27 Ocak 2015 Salı

FOTOGRAFIN KUZEYİ, MÜZİĞİN BATISI, MİMARİNİN GÜNEYİ, RESMİN DOĞUSU: OĞUZ ÖZTUZCU

Oğuz Öztuzcu’nun adı kısaca fotograf olan çalışmaları karşısına bir kez daha müzik dinler gibi geçtim.



Görüntünün fotograftan taşıp resme kaydığı her bir eseri buradan da seslere dönüşüyor çünkü. Kah klasik kah çağdaş, akışı kadar anı ustaca uzatışı, duruşuyla da görsel bir müzik..

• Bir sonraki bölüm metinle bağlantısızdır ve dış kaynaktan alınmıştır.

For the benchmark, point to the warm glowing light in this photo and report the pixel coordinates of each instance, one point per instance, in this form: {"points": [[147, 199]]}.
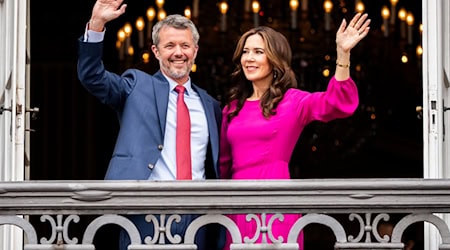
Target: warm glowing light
{"points": [[402, 14], [121, 35], [223, 7], [293, 4], [127, 28], [187, 12], [410, 19], [140, 24], [385, 13], [159, 3], [151, 13], [404, 58], [161, 14], [419, 50], [130, 50], [327, 6], [255, 6], [360, 7], [146, 57]]}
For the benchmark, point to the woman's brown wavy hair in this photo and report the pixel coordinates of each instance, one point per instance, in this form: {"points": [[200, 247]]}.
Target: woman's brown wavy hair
{"points": [[279, 55]]}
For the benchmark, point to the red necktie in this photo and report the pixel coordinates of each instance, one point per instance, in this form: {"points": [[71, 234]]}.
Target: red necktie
{"points": [[183, 141]]}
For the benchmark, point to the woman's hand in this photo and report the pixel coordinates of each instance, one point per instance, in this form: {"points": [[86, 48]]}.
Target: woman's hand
{"points": [[348, 36]]}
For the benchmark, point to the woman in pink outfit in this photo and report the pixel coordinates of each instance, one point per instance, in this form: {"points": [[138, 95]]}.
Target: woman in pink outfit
{"points": [[266, 113]]}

Algılar birbirini müthiş bir dinamizmle (bazen de meditatif bir sükunet içinde) canlandırırken en ufak bir savruluş duyulmaması da onun mimarlığından gelen vurgulu sağlamlık-denge bilincinden olmalı diye yakıştırdım.



Yeniden kurgulanan hurdalar, birlikte yaşamak zorunda olduğumuz çerçöp, varlıkla yokluk arası şöyle bir gelip geçen insan bedenleri, kolektif bilinçdışına vuran mitolojik öyküler..

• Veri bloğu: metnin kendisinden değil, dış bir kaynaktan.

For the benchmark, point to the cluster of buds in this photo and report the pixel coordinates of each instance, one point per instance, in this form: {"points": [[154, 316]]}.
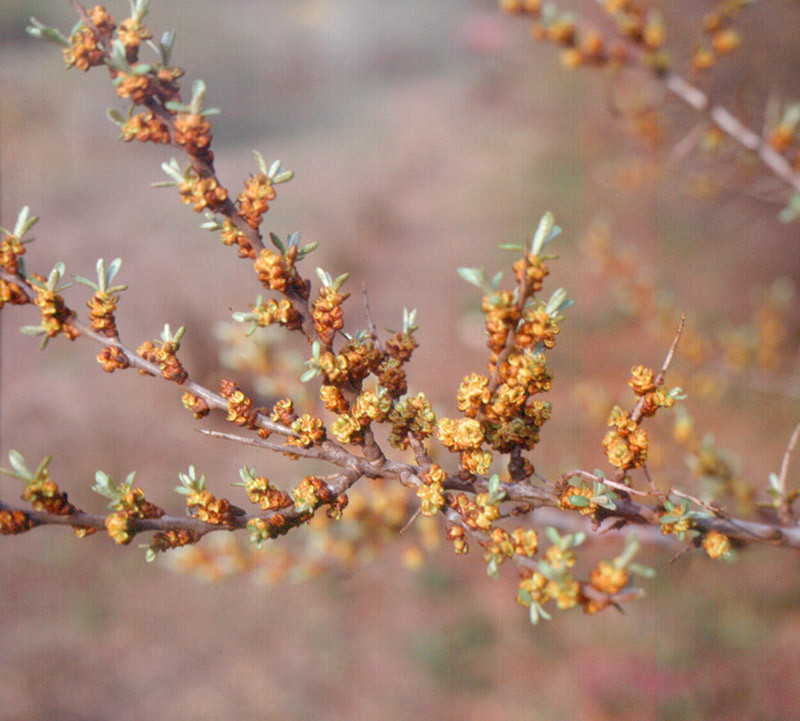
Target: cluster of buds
{"points": [[42, 493], [719, 39], [326, 310], [553, 579], [231, 235], [195, 404], [642, 28], [83, 50], [104, 301], [202, 192], [310, 432], [458, 537], [626, 443], [576, 495], [11, 248], [483, 511], [165, 540], [310, 494], [11, 293], [144, 127], [56, 317], [413, 415], [264, 529], [276, 271], [112, 358], [431, 491], [652, 398], [164, 355], [262, 493], [13, 522], [502, 545], [203, 505], [193, 132], [259, 190], [128, 504], [264, 313], [676, 519], [240, 408], [716, 545]]}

Neyi nasıl anlatmayı seçerse seçsin, beş koldan duyulara seslenmeyi nasıl başarıyor?

Cevap, yaratıcılığın beşiği olarak gördüğü o “ara alanda” olmalı.

Tıpkı yaşamın sudan karaya çıktığı o geçiş dönemindeki gibi, diyor, yaratılışın en hummalı olduğu düzlem sanatta da her dalın kendi araçlarıyla ortaya koyduğu ortak bamtelleri.

Oğuz çalışmalarını sanatın dallara ayrıldığı noktanın öncesindeki bu ortak duyarlıklar alanında karıp yoğuruyor.

Doluluk-boşluk, ışık-gölge, duruş-hareket, kontrast-uyum, doku, ritim ve bunlar arasındaki denge sanatın her dalının temel taşları. Kendinizi tek bir alanla sınırlamadığınızda mimariyle zenginleşen resimler, müzikten çok şey öğrenen fotograflar, sinemalaşan görüntüler yaratabiliyorsunuz demek.



Ve Oğuz kavramın en olumlu anlamında bir mükemmeliyetçi. Söyleyeceğin sadece sessizlikten daha değerliyse konuş diyen Arap atasözüne hakkını sonuna kadar veriyor; çakışık algı filtrelerinden süzülmüş sözünü en has haliyle, tekrarlara kaçmadan paylaşıyor. Bana da salık verdiği gibi: Az ve öz.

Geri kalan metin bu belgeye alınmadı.